Hacker News new | past | comments | ask | show | jobs | submit login
Python utility for tracking third party dependencies within a library (github.com/ibm)
189 points by prashantgupta24 on May 25, 2022 | hide | past | favorite | 21 comments



Tried this on one of my projects, it's neat.

    python3 -m import_tracker --name datasette --recursive | jq
    {
      "datasette": [
        "aiofiles",
        "click",
        "markupsafe",
        "mergedeep",
        "pluggy",
        "yaml"
      ],
      "datasette.version": [],
      "datasette.utils.shutil_backport": [
        "click",
        "markupsafe",
        "mergedeep",
        "yaml"
      ],
      "datasette.utils.sqlite": [
        "click",
        "markupsafe",
        "mergedeep",
        "yaml"
      ],
      "datasette.utils": [
        "click",
        "markupsafe",
        "mergedeep",
        "yaml"
      ],
      "datasette.utils.asgi": [
        "aiofiles",
        "click",
        "markupsafe",
        "mergedeep",
        "yaml"
      ],
      "datasette.hookspecs": [
        "aiofiles",
        "click",
        "markupsafe",
        "mergedeep",
        "pluggy",
        "yaml"
      ]
    }
Related tool: pipdeptree - here's the output from that against a project that installs a lot of extra stuff: https://github.com/simonw/latest-datasette-with-all-plugins/...

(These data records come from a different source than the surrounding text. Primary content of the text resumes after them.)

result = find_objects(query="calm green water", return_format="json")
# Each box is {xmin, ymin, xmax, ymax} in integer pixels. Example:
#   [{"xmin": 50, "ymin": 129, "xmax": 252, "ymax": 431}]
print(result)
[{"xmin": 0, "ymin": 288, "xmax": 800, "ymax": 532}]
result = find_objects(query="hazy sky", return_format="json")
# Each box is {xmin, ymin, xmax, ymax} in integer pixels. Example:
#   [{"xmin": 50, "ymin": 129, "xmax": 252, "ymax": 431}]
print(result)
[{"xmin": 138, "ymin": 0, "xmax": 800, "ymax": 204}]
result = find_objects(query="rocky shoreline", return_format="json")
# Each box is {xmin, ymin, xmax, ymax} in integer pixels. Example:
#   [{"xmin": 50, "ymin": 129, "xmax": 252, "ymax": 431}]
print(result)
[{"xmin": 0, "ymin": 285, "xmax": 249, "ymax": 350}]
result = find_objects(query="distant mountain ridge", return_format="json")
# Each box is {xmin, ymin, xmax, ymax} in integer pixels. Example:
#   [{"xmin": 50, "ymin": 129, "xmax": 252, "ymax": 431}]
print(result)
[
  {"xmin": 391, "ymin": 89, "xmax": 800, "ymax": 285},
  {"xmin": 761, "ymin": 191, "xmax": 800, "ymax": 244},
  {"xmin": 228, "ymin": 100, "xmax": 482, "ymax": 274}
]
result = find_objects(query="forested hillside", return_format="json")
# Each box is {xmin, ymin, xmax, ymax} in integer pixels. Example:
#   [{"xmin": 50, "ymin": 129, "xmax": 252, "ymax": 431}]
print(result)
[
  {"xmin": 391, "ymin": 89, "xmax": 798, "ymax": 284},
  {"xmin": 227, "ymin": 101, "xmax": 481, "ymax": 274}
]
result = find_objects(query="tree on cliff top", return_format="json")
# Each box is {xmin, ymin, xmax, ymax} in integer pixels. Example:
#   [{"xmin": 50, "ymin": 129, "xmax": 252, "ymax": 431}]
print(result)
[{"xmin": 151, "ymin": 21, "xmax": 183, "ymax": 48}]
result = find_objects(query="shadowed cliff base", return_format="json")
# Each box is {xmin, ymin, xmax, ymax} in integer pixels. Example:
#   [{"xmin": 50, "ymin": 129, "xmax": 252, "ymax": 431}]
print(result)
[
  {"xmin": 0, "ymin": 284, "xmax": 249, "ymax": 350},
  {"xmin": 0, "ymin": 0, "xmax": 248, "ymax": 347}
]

Is this the equivalent of Poetry's `poetry show --tree`?


This looks like a real useful tool for large projects, it can be quite possible to loose track of what a specific dependancy is used for. I also like the idea of making an import lazy so in monolithic app you could have a deployment that excludes functionality, and exclude its dependancies.

When I read the title I was hoping for something else though, what I would love is a tool that logs and potentially blocks unexpected IO operations on a library basis. With the increasing common supply chain attacks we are seeing (there was a PyPI one just the other day), having a way to at least report on unexpected activity if not help prevent it would be brilliant. Has anyone ever found a tool like that?

(Obviously the ultimate solution would be an outbound firewall, but it seems be that although you can easily do this in a VM or bare metal, I haven't seen any PAAS platforms have that sort of capability)


> When I read the title I was hoping for something else though, what I would love is a tool that logs and potentially blocks unexpected IO operations on a library basis. With the increasing common supply chain attacks we are seeing (there was a PyPI one just the other day), having a way to at least report on unexpected activity if not help prevent would be brilliant. Has anyone ever found a tool like. that?

You could do something close to that with Python's audit hooks, which were introduced with 3.8[1]. One massive caveat: audit hooks can be disabled by an attacker with the ability to control the interpreter, and are not perfect (there's plenty of things they don't cover.)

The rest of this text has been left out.